Indem Sie nunmehr
den Jugendgerichtshof zerschlagen, wird diese zentrale Verwaltung auf zwölf
Gerichte in ganz Wien aufgeteilt, und damit findet eine Zersplitterung statt,
die naturgemäß schon auf Grund dieses Vorganges eine Verschlechterung im
Umgang mit den jungen Menschen bewirkt – wobei es ja vor allem darum
geht, zu verhindern, dass diese jungen Menschen kriminell
werden.
Ich weiß nicht,
was daran sinnvoll sein soll. Ich habe nicht die Hoffnung, dass Sie dem zustimmen,
aber trotzdem richte ich den Appell an Sie, sich diese Maßnahme noch einmal zu
überlegen und wirklich der Vernunft eine Chance zu geben. Das wäre mein
großer Wunsch. In diesem Sinne darf ich Sie ersuchen, meine Damen und Herren:
Überlegen Sie sich bitte gut, worüber, wie und mit welcher Verantwortung Sie
heute hier abstimmen. – Danke schön. (Beifall bei der SPÖ und den
Grünen.)
18.30
Präsident Dr. Heinz Fischer:
Nächster Redner ist
Herr Abgeordneter Miedl. Freiwillige Redezeitbeschränkung:
6 Minuten. – Bitte.
18.30
Abgeordneter
Werner Miedl (ÖVP): Herr Präsident! Herr
Bundesminister! Hohes Haus! Sehr geehrter Herr Kollege Jarolim, ich habe Ihnen
sehr aufmerksam zugehört (Abg. Mag. Gaßner: Ist auch gut so!) und muss sagen: In Wirklichkeit haben
Sie in der Substanz kein einziges Argument vorgebracht, nicht eines! Ich bin bitter
enttäuscht, weil ich mir ein bisschen mehr erwartet habe. (Abg. Mag. Wurm: Kein einziges?! – Weitere
lebhafte Zwischenrufe bei der SPÖ.) – Frau Kollegin Wurm, zu Ihnen
komme ich noch ganz speziell.
Meine Damen und
Herren! Sie müssen sich das auf der Zunge zergehen lassen! Sie müssen wissen,
dass die Unterbringung in dem von Ihnen so hoch gelobten Strafvollzug für
Jugendliche zurzeit alles andere
als ein menschlicher Vollzug ist. Wir gehen her und verbessern genau diesen
Vollzug, und Ihnen passt das nicht!
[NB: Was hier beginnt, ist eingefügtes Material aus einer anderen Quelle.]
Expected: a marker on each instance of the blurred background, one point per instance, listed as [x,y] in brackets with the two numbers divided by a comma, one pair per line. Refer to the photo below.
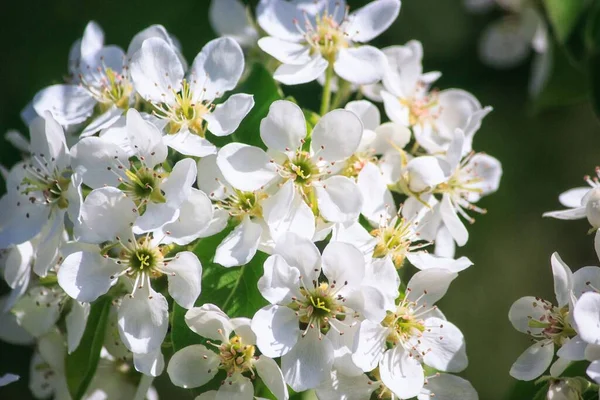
[542,152]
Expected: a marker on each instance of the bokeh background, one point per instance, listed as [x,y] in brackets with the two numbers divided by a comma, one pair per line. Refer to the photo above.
[542,153]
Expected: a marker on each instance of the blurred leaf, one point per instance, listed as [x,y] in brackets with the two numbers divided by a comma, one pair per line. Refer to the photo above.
[261,84]
[563,15]
[567,84]
[80,366]
[234,289]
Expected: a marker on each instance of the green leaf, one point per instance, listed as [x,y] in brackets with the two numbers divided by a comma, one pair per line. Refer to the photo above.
[563,15]
[81,365]
[261,84]
[234,289]
[567,84]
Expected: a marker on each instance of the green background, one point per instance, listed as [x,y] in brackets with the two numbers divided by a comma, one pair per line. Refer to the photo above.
[542,154]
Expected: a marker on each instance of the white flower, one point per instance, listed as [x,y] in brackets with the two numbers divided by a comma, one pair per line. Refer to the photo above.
[186,102]
[413,334]
[157,194]
[235,354]
[307,315]
[231,18]
[555,326]
[262,219]
[89,273]
[334,139]
[433,115]
[310,37]
[40,191]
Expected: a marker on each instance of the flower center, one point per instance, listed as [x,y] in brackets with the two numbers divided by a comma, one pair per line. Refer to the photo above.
[44,186]
[144,185]
[186,111]
[235,356]
[404,323]
[326,36]
[240,204]
[554,323]
[301,169]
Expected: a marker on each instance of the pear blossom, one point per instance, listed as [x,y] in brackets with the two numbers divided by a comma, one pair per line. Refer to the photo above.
[554,326]
[89,273]
[582,202]
[433,115]
[40,193]
[158,194]
[187,102]
[231,18]
[413,334]
[334,139]
[231,348]
[307,314]
[309,38]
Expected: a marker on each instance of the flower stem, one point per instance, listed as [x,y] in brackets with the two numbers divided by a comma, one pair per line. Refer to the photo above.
[326,99]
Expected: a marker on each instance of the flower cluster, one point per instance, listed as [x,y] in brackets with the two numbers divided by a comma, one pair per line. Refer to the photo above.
[569,327]
[139,157]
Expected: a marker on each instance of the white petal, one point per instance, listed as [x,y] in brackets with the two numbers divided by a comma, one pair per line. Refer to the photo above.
[216,69]
[309,363]
[452,221]
[269,372]
[343,263]
[448,387]
[156,71]
[337,135]
[533,362]
[246,167]
[573,198]
[378,203]
[301,253]
[423,260]
[226,117]
[185,275]
[361,65]
[284,51]
[93,156]
[523,310]
[145,138]
[562,280]
[85,276]
[369,345]
[575,213]
[289,74]
[280,282]
[209,321]
[76,321]
[100,206]
[339,199]
[276,330]
[193,366]
[143,320]
[284,126]
[587,317]
[430,285]
[239,247]
[151,364]
[370,21]
[447,344]
[573,349]
[401,373]
[69,104]
[367,112]
[286,211]
[190,144]
[230,18]
[196,215]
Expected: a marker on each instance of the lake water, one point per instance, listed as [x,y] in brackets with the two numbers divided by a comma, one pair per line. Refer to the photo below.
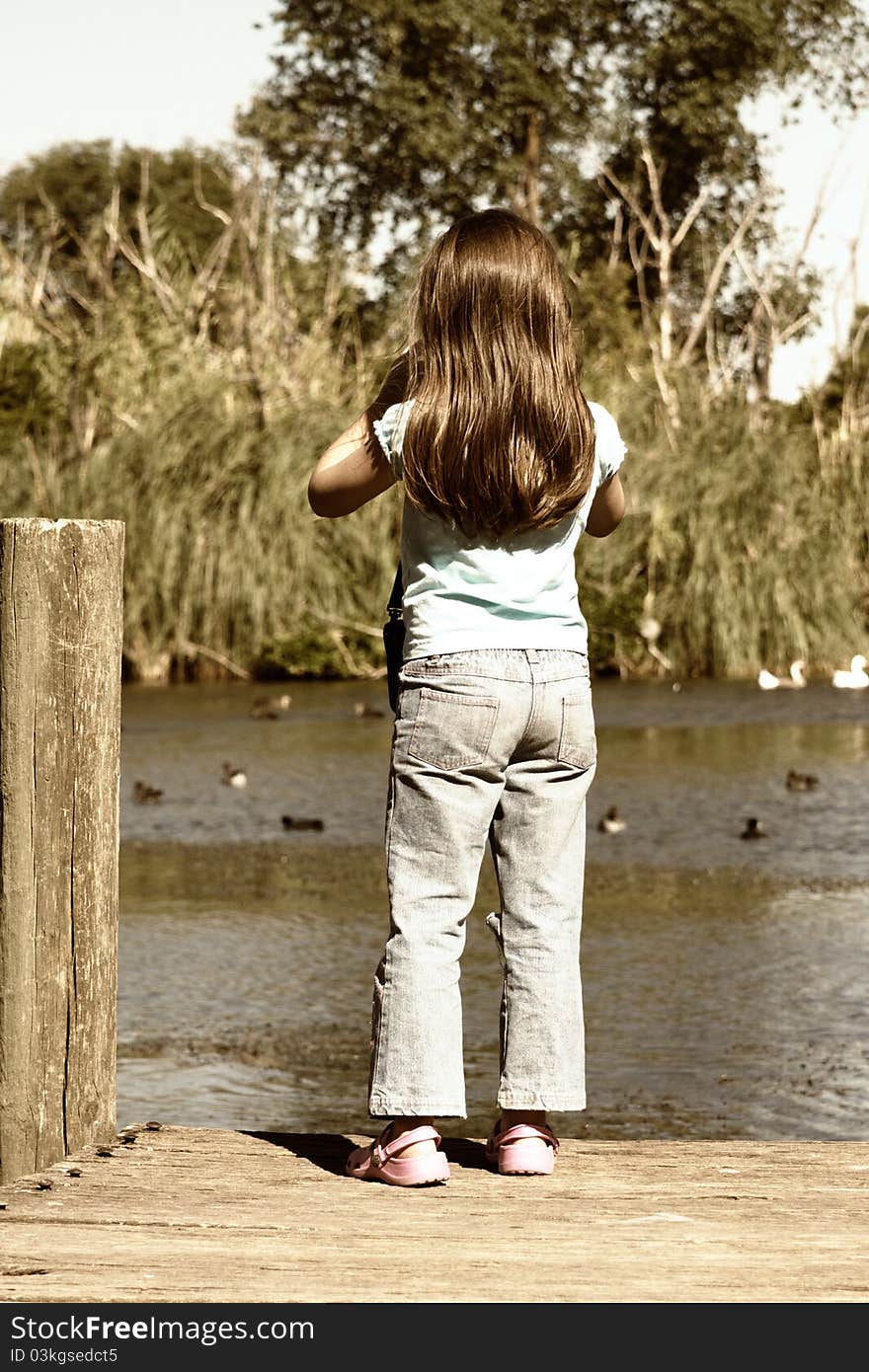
[725,981]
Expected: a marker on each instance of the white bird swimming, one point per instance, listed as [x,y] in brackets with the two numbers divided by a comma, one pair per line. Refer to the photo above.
[855,678]
[767,682]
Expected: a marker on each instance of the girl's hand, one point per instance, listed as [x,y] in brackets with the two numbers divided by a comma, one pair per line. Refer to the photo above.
[607,507]
[355,470]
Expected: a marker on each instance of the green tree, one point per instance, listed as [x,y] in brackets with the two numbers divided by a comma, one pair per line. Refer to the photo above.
[66,191]
[400,114]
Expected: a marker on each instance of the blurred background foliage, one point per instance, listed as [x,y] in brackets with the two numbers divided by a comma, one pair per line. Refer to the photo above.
[183,333]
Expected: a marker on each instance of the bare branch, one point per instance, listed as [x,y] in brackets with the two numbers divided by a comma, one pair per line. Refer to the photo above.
[714,278]
[633,203]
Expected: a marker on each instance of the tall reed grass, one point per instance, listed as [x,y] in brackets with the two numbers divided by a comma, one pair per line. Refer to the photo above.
[191,404]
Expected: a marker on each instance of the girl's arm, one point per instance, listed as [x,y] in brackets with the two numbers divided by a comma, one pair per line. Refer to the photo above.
[353,470]
[607,507]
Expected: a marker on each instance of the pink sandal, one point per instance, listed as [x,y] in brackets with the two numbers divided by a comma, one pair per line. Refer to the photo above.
[380,1161]
[519,1150]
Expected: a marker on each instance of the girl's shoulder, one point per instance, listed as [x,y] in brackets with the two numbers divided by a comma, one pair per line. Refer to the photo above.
[390,429]
[609,446]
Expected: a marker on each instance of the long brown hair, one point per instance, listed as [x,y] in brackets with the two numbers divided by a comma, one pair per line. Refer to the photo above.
[500,438]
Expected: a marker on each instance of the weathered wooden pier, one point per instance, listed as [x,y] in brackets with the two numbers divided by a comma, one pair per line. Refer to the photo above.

Das müssen Sie mir einmal ganz genau
erklären, meine Damen und Herren!
Ich sage
Ihnen – ich gehe jetzt in die Sache ein –, jawohl, wir haben ein
Problem mit straffällig gewordenen Jugendlichen, und zwar deswegen, weil es
offensichtlich so ist, dass gewisse Probleme immer häufiger werden, dass
immer häufiger jugendliche Täter folgende Begleiterscheinungen aufweisen:
Sie sind verstärkt Analphabeten, sie haben eine hohe Gewaltbereitschaft, sie
haben verstärkt psychische Schäden, immer öfter sind sie dem Drogenkonsum
anheim gefallen und unkritische Konsumenten.
Meine Damen und
Herren! Da müssen wir ansetzen! (Abg. Mag. Wurm: Da müssen wir bei der Bildungspolitik ansetzen!) Da
müssen wir etwas tun, aber wir sollten nicht hergehen und etwas verteidigen,
was nicht verteidigungswert ist. Denn wenn das so gut ist, wie Sie sagen, Herr
Kollege Jarolim, dann frage ich Sie: Warum haben Sie das nur in Wien
eingerichtet, aber nicht in Innsbruck, nicht in Graz und nicht in Linz? –
Das ist ein schwer wiegendes „Versäumnis“ gegenüber den Jugendlichen, wenn Sie
es als so gut empfinden. Ich verstehe das nicht, Herr Kollege Jarolim. (Beifall
bei der ÖVP sowie der Abgeordneten Mag. Mainoni und Dipl.-Ing. Hofmann.)
Die Rechtswohltat
und die Privilegien, die für den jugendlichen Straftäter im Interesse seiner
Gesundung im Gesetz festgeschrieben sind, kommen ihm nach wie vor zugute, und
ich stehe dazu, weil ich an eine Resozialisierung der jugendlichen Straftäter
glaube! Aber ich denke, dass vorerst auch andere Dinge zu tun wären, die
vielleicht verhindern würden, dass der Jugendliche überhaupt zum Straftäter
wird!
Die
Rahmenbedingungen zu verbessern – das halte ich für menschenwürdig, das
halte ich für jugendgerecht –, damit sollten wir uns beschäftigen, Herr
Kollege Jarolim, aber nicht mit der Lächerlichkeit, in welchen Strukturen der
Vollzug geschieht. Ob der Jugendstrafvollzug mit Präsident oder ohne Präsident
durchzuführen ist, das ist nicht das Thema. Das beschäftigt vielleicht die SPÖ,
aber ganz sicher keinen Jugendlichen, der straffällig geworden ist, meine Damen
und Herren! (Beifall bei der ÖVP und den Freiheitlichen.)